In April 2004 a preliminary injunction against Sitecom Germany was granted by Munich District Court after Sitecom refused to cease distribution of Netfilter's GPL-licensed software in violation of the terms of the GPL Version 2. The court's ruling said:Defendant has infringed on the copyright of plaintiff by offering the software 'netfilter/iptables' for download and by advertising its distribution, without adhering to the license conditions of the GPL. Said actions would only be permissible if defendant had a license grant.

===Welte v. D-Link (2006) ===
On September 6, 2006 in the District Court of Frankfurt, the "gpl-violations.org" project prevailed against D-Link Germany GmbH regarding D-Link's copyright-infringing use of parts of the Linux Kernel in devices they distributed. The judgment stated that the GPL is valid, legally binding, and stands in German court.

===AFPA v. Edu4 (2009)===
September 22, 2009 the Paris Court of Appeals ruled that Edu4 violated the terms of the GNU GPL Version 2 by distributing binary copies of the remote desktop access software VNC while denying users access to its corresponding source code. Olivier Hugot, attorney of Free Software Foundation France said:Companies distributing the software have been given a strong reminder that the license's terms are enforceable under French law. And users in France can rest assured that, if need be, they can avail themselves of the legal system to see violations addressed and their rights respected...But what makes this ruling unique is the fact that the suit was filed by a user of the software, instead of a copyright holder. It's a commonly held belief that only the copyright holder of a work can enforce the license's terms - but that's not true in France. People who received software under the GNU GPL can also request compliance, since the license grants them rights from the authors.

===Free/Iliad (2011)===
This was an October 2008 case in Paris Regional Court. Free/Illiad is an internet service provider. The routers they distributed contained software licensed under GPL Version 2, but Free/Iliad didn't provide the source code or the GPL text.

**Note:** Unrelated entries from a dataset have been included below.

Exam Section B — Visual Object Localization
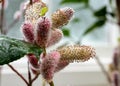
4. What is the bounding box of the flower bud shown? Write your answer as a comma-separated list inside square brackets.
[57, 45, 95, 62]
[21, 22, 34, 43]
[40, 51, 60, 83]
[52, 8, 74, 28]
[47, 29, 63, 47]
[36, 17, 51, 48]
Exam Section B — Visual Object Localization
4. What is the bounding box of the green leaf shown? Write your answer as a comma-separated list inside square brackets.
[83, 20, 106, 36]
[0, 36, 42, 65]
[61, 0, 89, 4]
[62, 28, 70, 37]
[94, 6, 107, 17]
[40, 7, 48, 16]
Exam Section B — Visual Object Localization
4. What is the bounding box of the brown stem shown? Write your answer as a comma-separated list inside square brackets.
[8, 64, 29, 86]
[0, 0, 5, 34]
[0, 67, 2, 86]
[95, 56, 111, 83]
[28, 62, 32, 86]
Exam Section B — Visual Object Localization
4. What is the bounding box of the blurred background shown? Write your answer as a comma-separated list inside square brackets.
[0, 0, 120, 86]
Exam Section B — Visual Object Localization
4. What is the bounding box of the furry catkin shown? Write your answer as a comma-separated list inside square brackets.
[57, 45, 95, 62]
[21, 21, 34, 43]
[47, 29, 63, 47]
[51, 8, 74, 28]
[40, 51, 60, 82]
[54, 60, 69, 72]
[25, 1, 46, 24]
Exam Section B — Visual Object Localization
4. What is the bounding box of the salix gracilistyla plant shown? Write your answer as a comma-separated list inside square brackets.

Free/Illiad's argued that the routers are their property (not sold to customers) and still on their network, so their actions did not amount to "distribution" under the terms of the GPL. A secret extrajudicial agreement was reached in July 2011. Free has since released the source code and informed users of the GPL software used in their routers.

===China's courts rulings on open-source licensing (2018)===
The Beijing Intellectual Property Court (BIPC) heard a case from business-software developer Digital Heaven claiming software developer YouZi had copied the code for three plug-ins contained in its "Hbuilder" development tool. In 2018, the court found that YouZi violated copyright. This decision proved controversial since the legal test employed by the court differed from reasoning used by United States' courts.

YouZi argued that since Hbuilder is based on a GNU open-source module known as "Aptana", licensed under General Public Licence Version 3, HBuilder is also open source software. The BIPC decided it was only necessary to identify whether the three specific plug-ins used by YouZi are subject to the GPL. The Aptana-GPL Exception License stipulates that identifiable sections of the modified version can be seen as independent works and would not fall under the GPL. Without further examination of the open source licences, the court ruled that the GPL did not apply to the three plug-ins and therefore Hbuilder could not be considered a derivative work licensed under the GPL.